I recently moved. At my old house, my soon-to-be ex had wired the electric dryer directly to the breaker box. :eek: After I moved, I bopped out to Lowe’s and bought a new dryer cord; the 3 pronged one, just because that was the one I was most familiar with. Home again with my new cord, I suddenly think “Gee, maybe I should see if this plug fits into the outlet provided before I go to all the trouble of connecting the cord to the dryer”. See there, I’m quick witted. I simply inserted the plug into the outlet, not noticing the nifty metal prongs touching each other on the other end. I was a bit startled by all the sparks and smoke, not to mention the jolt. Thank Og for breakers, eh?
In related news, my sister’s SO (my nephews’ father, God help them) decided to splice 2 sets of Christmas lights together, using only his teeth! …guess he forgot they were plugged in. Must have been quite a tingle.
Gabe’s story reminds me of a story from my father’s childhood. He was about 13 years old and the family had recently moved. They were doing some spring cleaning in the house and garage, and Dad found a box of bullets that had apparently been left behind by the previous owners. Dad has a very curious mind, in a 13-year-old boy kind of a way. “Would this bullet explode,” he wonders, “if I hit it with a hammer?” He quickly assembles the necessary materials to study hammer-bullet interactions in back of the house, where his parents won’t see him. A moment later, the results are conclusive: bullets will explode when hit on the head with a hammer, and you’d better make up a story to tell your mom when you come running in with your hand all torn up. According to Dad, he was watching a neighbor burn trash, and something in the trash pile exploded and he was hit by the flak.
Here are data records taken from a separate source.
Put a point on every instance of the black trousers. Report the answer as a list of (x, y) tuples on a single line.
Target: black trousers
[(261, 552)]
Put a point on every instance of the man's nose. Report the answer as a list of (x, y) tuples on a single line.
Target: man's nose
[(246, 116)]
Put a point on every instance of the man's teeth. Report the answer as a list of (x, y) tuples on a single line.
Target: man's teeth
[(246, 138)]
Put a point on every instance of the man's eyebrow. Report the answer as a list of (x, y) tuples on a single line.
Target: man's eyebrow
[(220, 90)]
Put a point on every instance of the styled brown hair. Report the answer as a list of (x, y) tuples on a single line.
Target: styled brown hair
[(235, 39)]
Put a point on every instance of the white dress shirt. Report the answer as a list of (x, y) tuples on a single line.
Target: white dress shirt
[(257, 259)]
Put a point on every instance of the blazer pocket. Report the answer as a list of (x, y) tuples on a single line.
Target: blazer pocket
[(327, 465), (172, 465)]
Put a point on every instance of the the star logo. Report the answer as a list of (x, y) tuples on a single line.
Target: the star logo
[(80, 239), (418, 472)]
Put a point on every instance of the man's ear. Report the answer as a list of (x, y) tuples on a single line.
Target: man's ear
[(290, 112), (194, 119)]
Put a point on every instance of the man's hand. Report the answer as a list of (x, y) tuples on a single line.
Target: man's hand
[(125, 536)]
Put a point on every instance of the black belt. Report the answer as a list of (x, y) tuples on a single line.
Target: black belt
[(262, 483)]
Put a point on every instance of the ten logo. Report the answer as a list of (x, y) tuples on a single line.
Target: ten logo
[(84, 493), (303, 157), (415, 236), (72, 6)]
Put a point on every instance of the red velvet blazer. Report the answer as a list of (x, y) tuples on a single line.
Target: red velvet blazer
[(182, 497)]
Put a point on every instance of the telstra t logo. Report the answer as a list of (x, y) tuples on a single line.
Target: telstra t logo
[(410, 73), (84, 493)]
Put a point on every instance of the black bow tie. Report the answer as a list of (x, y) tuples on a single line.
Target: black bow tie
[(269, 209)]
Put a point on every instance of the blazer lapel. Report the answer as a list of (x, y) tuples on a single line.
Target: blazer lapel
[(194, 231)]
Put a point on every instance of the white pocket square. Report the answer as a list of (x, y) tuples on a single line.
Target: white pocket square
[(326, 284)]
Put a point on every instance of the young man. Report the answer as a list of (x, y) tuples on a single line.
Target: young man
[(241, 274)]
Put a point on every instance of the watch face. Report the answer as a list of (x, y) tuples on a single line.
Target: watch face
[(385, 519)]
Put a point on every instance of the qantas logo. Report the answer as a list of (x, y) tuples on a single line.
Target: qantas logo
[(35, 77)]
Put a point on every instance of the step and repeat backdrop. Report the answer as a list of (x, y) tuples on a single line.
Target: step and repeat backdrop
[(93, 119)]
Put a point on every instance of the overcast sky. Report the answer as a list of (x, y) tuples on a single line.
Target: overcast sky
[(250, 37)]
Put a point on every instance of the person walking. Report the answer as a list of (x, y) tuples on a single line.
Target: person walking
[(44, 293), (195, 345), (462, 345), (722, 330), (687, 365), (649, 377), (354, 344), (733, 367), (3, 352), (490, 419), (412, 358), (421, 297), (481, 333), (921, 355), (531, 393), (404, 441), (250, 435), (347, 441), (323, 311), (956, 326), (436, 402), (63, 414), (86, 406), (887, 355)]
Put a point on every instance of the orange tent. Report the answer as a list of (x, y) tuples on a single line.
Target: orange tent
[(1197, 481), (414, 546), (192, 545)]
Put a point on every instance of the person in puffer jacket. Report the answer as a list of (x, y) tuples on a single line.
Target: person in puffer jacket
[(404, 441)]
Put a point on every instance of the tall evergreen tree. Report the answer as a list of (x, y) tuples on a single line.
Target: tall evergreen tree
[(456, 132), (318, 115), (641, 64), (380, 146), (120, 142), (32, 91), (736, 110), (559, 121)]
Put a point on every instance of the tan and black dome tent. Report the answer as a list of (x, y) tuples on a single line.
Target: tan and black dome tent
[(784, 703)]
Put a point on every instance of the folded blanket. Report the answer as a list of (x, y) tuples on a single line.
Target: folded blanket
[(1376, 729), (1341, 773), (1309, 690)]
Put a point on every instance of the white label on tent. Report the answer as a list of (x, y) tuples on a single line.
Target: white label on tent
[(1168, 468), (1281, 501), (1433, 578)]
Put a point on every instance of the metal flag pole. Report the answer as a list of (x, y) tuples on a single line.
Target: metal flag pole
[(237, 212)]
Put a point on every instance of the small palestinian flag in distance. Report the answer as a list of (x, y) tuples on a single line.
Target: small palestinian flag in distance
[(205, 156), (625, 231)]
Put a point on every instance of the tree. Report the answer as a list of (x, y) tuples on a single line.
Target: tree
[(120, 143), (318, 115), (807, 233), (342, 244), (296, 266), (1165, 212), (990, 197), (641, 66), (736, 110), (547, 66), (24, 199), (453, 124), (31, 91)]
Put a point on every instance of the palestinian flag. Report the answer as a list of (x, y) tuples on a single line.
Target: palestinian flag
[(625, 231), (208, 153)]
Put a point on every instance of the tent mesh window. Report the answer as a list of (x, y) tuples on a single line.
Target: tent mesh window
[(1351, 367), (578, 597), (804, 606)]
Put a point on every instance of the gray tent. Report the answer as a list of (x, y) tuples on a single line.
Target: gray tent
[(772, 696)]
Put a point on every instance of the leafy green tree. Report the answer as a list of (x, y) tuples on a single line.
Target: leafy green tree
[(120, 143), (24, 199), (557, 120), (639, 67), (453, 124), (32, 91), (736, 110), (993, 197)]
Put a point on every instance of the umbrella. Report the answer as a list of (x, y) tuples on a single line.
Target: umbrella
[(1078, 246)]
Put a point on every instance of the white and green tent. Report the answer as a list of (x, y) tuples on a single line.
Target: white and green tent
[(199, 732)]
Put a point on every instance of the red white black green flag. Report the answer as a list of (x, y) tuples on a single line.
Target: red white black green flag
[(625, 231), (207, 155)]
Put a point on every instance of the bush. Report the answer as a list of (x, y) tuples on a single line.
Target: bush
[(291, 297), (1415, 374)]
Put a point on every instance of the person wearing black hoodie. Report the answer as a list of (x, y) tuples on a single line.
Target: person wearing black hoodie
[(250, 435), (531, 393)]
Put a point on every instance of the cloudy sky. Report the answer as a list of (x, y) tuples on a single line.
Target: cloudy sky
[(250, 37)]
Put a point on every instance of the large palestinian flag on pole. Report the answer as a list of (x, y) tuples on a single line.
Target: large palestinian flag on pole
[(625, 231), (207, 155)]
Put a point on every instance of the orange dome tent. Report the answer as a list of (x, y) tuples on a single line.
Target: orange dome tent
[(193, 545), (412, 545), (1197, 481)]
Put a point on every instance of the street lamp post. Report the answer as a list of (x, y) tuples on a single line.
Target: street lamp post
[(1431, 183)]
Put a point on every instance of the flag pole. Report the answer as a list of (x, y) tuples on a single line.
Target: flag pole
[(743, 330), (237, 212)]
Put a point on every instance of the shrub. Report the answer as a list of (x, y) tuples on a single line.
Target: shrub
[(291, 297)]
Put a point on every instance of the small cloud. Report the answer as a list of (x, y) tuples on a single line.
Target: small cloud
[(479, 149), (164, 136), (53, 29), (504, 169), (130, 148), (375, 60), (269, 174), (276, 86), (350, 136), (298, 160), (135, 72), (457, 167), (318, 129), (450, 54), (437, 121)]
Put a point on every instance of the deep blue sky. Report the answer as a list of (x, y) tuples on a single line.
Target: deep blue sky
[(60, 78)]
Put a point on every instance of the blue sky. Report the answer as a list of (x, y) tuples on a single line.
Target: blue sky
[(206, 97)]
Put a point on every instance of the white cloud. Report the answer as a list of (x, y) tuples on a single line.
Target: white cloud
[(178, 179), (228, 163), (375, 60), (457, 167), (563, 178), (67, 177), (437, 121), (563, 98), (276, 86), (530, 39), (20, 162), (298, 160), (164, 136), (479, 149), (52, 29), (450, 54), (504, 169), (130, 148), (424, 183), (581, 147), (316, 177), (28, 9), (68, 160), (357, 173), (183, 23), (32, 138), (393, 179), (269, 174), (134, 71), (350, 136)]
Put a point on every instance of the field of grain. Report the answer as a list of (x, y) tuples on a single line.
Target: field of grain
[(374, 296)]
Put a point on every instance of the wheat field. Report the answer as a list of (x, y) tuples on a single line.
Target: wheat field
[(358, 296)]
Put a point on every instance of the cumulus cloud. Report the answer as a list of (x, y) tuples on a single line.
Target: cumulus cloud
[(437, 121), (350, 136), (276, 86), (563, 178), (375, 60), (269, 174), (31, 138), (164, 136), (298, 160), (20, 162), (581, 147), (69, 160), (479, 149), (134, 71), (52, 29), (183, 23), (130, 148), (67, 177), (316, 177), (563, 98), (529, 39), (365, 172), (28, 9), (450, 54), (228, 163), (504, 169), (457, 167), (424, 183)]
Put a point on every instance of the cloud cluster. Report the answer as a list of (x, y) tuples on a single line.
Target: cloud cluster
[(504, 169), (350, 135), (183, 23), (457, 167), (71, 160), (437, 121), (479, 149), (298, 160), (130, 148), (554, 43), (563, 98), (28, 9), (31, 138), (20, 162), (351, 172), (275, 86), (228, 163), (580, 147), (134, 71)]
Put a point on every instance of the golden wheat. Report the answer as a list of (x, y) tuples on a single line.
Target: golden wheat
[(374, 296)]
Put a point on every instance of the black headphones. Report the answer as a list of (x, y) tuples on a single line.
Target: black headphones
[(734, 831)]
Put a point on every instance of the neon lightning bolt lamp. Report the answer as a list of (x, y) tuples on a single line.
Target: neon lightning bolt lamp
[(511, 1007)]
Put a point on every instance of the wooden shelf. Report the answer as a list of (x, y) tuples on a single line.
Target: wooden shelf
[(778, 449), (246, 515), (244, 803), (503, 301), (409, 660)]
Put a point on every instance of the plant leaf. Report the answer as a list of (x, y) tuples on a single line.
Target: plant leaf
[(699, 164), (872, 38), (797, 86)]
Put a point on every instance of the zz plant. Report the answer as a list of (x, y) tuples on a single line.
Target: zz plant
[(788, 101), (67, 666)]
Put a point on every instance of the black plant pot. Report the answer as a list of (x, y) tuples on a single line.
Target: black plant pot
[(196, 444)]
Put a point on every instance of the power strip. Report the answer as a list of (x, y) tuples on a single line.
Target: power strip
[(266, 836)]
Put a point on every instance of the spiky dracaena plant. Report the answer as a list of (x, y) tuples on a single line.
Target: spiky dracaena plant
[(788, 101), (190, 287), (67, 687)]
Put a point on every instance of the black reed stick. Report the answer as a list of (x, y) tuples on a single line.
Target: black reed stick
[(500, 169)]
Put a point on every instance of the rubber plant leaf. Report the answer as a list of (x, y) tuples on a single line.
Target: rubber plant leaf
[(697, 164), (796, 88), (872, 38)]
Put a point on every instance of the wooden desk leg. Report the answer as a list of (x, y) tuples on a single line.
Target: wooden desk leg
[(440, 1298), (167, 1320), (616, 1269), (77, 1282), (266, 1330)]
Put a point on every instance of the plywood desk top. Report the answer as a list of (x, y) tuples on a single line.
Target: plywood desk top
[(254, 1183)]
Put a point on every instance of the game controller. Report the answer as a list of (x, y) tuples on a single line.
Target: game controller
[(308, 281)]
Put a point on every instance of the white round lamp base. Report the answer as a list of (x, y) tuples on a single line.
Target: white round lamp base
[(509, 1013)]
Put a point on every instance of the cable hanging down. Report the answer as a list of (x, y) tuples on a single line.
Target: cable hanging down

This story was made even more amusing some 30-odd years later, when I was about 13 years old myself and Dad took my brother and I on a tri-generational trip with Grandma and Grandpa. The bullet-hammer story was a childhood favorite of mine, in the way that kids love to see their parents goof up. When the topic of conversation turned to youthful misbehavior, I cheerily told my grandparents, “Remember when Dad was a kid and hit a bullet with a hammer?”
“WHAT?” cried Grandma. :eek:
Apparently Dad had never come clean with his folks. Looking very red in the face, he told them the truth about “the time he got hit in the hand by something from the neighbor’s trash pile.”
Maybe not Almost-Darwin-worthy, but I had a recent big idiot moment with my whole family in the car.
We were at an intersection. This is really the worst intersection I’ve had the misfortune of experiencing in a long time. It was a T intersection, except the top part of the T was curved so it was more like a blunt arrowhead. In addition, the road I was on was sunken, so I couldn’t see hardly 50 feet in either direction. And in addition to THAT, it was a high speed curve on a hill with the downhill traffic coming from the right. There were flashing lights uphill and downhill from the intersection but they didn’t slow people down much. And of course a left hand turn was what I needed to do.
After commenting on how unbelievably awful this intersection is and thinking I ought to just make a right and turn around, I start to ease out to see if I could see any further down the road. No dice due to the curve and the banks on either side of me. There wasn’t much traffic. So I went for it and just as I was pulling out a car came howling down the hill honking away. I had to stop and let the car go by, then punched it to complete my turn and get up to speed while a minivan came barreling down. God Damn!!
Those few seconds that I stopped while the first car passed anything coming up the road would not have seen me until it was too late. I don’t know what I would have done. I was out there like a sitting duck. I still lay awake thinking about it. Nothing happened but it gives me the heebie-jeebies big time. I should have just made a right and turned around in a safe place.